Frage an Burkhardt Müller-Sönksen von Martin D. bezüglich Verkehr
Sehr geehrter Herr Müller-Sönksen,
die Möglichkeit, Bahnfahrkarten online zu buchen, nutze ich gerne und oft.
Weil ich oft mein Fahrrad mit auf die Reise nehme, vermisse ich die Möglichkeit, auch die Fahrradkarte online zu kaufen und einen Platz für das Rad reservieren zu lassen (was für die Fahrradmitnahme in Fernzügen verlangt wird).

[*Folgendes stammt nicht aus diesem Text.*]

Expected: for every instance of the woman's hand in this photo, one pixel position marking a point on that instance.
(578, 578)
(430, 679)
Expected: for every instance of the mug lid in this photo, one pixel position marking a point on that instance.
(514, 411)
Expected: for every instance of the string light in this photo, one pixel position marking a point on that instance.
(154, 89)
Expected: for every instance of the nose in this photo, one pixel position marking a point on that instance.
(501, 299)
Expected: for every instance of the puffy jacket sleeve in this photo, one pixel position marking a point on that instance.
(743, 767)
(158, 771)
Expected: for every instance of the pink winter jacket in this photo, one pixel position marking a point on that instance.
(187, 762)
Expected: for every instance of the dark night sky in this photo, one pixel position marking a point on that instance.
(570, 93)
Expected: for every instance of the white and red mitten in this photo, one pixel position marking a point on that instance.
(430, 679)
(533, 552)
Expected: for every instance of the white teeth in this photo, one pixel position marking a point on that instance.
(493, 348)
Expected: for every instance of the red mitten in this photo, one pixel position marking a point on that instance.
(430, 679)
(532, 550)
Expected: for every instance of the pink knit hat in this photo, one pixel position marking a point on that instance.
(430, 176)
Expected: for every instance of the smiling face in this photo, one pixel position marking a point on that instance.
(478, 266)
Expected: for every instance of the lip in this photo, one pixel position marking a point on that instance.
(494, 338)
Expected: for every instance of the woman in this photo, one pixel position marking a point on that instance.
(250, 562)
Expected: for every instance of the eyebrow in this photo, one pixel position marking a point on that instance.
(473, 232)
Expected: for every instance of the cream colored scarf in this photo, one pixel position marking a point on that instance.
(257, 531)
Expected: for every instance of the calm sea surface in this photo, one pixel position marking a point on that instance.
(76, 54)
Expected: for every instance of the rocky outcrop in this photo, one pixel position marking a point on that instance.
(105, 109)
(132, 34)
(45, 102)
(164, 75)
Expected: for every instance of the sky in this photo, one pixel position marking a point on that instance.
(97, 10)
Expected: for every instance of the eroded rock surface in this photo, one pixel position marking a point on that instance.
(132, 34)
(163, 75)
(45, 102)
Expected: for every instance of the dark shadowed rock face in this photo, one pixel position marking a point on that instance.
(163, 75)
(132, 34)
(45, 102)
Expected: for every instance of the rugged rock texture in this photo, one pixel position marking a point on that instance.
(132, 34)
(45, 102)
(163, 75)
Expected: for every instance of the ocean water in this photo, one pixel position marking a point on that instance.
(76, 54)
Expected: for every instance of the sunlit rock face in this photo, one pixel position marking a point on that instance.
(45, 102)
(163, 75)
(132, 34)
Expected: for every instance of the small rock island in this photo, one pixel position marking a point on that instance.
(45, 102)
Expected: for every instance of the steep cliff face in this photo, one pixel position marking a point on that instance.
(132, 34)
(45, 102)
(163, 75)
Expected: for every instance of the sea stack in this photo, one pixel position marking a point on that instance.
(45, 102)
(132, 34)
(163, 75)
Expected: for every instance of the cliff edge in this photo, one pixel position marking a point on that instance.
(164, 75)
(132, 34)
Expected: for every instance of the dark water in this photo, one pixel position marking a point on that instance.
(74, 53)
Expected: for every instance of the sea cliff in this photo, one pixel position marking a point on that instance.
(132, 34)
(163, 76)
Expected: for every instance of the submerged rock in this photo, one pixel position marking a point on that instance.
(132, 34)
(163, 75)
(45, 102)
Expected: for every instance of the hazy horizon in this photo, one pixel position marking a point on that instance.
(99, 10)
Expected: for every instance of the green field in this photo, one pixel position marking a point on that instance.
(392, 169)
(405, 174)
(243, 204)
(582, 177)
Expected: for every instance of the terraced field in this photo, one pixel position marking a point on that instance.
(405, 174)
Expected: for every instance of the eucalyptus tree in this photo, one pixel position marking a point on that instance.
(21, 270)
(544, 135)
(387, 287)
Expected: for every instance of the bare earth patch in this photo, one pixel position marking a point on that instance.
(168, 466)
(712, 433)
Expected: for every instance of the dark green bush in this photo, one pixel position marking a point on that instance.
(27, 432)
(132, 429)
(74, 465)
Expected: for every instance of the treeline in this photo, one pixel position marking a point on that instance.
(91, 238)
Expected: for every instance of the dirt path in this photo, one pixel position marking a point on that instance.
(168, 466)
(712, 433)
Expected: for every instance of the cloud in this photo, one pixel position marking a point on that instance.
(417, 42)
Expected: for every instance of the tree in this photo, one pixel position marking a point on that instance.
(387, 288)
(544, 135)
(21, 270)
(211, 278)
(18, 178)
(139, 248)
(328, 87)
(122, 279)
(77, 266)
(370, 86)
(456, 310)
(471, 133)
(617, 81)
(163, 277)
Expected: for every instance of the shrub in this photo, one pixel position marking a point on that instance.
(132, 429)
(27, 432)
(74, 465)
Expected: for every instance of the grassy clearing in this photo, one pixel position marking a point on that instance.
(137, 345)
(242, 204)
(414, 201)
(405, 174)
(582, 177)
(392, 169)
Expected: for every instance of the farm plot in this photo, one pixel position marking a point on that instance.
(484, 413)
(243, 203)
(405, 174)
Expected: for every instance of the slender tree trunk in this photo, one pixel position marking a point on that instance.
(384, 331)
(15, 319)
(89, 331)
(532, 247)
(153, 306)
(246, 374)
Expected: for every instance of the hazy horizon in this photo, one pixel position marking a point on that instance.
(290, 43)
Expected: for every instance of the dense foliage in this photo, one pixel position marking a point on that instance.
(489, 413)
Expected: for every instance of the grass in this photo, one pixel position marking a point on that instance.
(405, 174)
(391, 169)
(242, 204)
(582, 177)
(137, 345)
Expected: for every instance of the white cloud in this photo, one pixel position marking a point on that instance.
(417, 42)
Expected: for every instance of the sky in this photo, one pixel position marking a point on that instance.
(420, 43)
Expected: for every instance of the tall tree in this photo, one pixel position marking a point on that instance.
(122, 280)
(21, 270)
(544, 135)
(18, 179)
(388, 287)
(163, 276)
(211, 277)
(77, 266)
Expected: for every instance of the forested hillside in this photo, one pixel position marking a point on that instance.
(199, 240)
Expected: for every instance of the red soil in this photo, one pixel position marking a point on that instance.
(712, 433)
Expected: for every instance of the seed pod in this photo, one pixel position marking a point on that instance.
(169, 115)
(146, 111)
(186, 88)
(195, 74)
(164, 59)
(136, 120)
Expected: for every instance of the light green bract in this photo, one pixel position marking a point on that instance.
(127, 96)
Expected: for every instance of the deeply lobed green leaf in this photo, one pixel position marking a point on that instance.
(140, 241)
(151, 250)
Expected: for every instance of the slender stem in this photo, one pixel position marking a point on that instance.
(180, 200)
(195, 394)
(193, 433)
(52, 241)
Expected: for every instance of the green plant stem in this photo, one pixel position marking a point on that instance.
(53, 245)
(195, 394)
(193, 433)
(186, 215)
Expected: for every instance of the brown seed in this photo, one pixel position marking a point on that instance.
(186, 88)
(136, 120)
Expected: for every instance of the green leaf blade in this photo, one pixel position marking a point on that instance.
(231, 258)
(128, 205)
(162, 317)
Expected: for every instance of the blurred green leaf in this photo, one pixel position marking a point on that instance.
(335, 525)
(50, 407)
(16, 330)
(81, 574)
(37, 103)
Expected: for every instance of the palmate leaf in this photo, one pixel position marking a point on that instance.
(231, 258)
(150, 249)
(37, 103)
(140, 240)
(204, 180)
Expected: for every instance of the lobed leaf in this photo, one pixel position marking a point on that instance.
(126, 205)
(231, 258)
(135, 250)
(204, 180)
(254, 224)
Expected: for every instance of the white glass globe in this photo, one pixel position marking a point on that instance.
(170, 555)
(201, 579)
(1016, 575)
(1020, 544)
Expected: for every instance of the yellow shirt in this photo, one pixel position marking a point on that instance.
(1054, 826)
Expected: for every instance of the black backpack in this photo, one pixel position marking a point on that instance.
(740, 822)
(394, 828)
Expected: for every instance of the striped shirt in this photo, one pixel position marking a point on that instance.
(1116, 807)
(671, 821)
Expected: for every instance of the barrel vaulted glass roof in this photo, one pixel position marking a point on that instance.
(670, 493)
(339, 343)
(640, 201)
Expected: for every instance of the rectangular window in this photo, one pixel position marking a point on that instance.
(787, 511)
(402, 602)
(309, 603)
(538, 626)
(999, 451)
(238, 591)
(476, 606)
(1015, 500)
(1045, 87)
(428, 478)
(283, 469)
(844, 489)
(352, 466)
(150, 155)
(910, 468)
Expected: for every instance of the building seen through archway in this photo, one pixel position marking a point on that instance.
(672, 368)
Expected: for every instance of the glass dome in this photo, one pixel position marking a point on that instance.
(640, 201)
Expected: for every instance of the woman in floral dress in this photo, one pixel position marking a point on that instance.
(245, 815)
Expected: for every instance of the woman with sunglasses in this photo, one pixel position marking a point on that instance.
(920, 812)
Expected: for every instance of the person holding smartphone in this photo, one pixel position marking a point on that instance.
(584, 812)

Für mich ergibt sich daher folgendes umständliche Verfahren: Ich muss zum Hamburger Hauptbahnhof fahren, was mich Geld und eine dreiviertel Stunde kostet, muss etwa eine halbe Stunde in der Schlange vor dem Schalter (auf DB-Deutsch „Counter“) warten und dann nach Hause zurück fahren. Zwei Stunden sind weg.
Wenn ich versuche, die Fahrradkarte direkt vor der Reise zu kaufen, riskiere ich, dass alle Fahrradplätze im gewünschten Zug besetzt sind.
Es ist überhaupt nicht einzusehen, dass die Onlinebuchung für Personen ohne weiteres möglich ist, für Fahrräder aber nicht.
Ich habe also zwei große Bitten:
Können Sie sich dafür einsetzen, dass die Bahn endlich die Möglichkeit schafft, auch Fahrradkarten per Internet zu buchen?
Können Sie mir helfen, wenigstens eine plausible Erklärung dafür zu bekommen, weshalb das nicht möglich ist?
Mit freundlichen Grüßen
Martin Dittrich
Sehr geehrter Herr Dittrich,
über eine solche konstruktive Frage freue ich mich persönlich ganz besonders, erstens, weil ich selber viel Fahrrad fahre, zweitens aus den von Ihnen genannten Gründen selber (leider) mein Fahrrad nicht mit der Bahn mitnehme und drittens weil ich als Rechtanwalt für Medien und Internet ein besonderes Fabel für „Handy-Tickets“ und andere nützliche Tools habe.
Ich habe Ihre Frage mit voller Unterstützung Ihres Anliegens an den Vorstand der Deutschen Bahn AG weitergeleitet und werde die Antwort hier veröffentlichen.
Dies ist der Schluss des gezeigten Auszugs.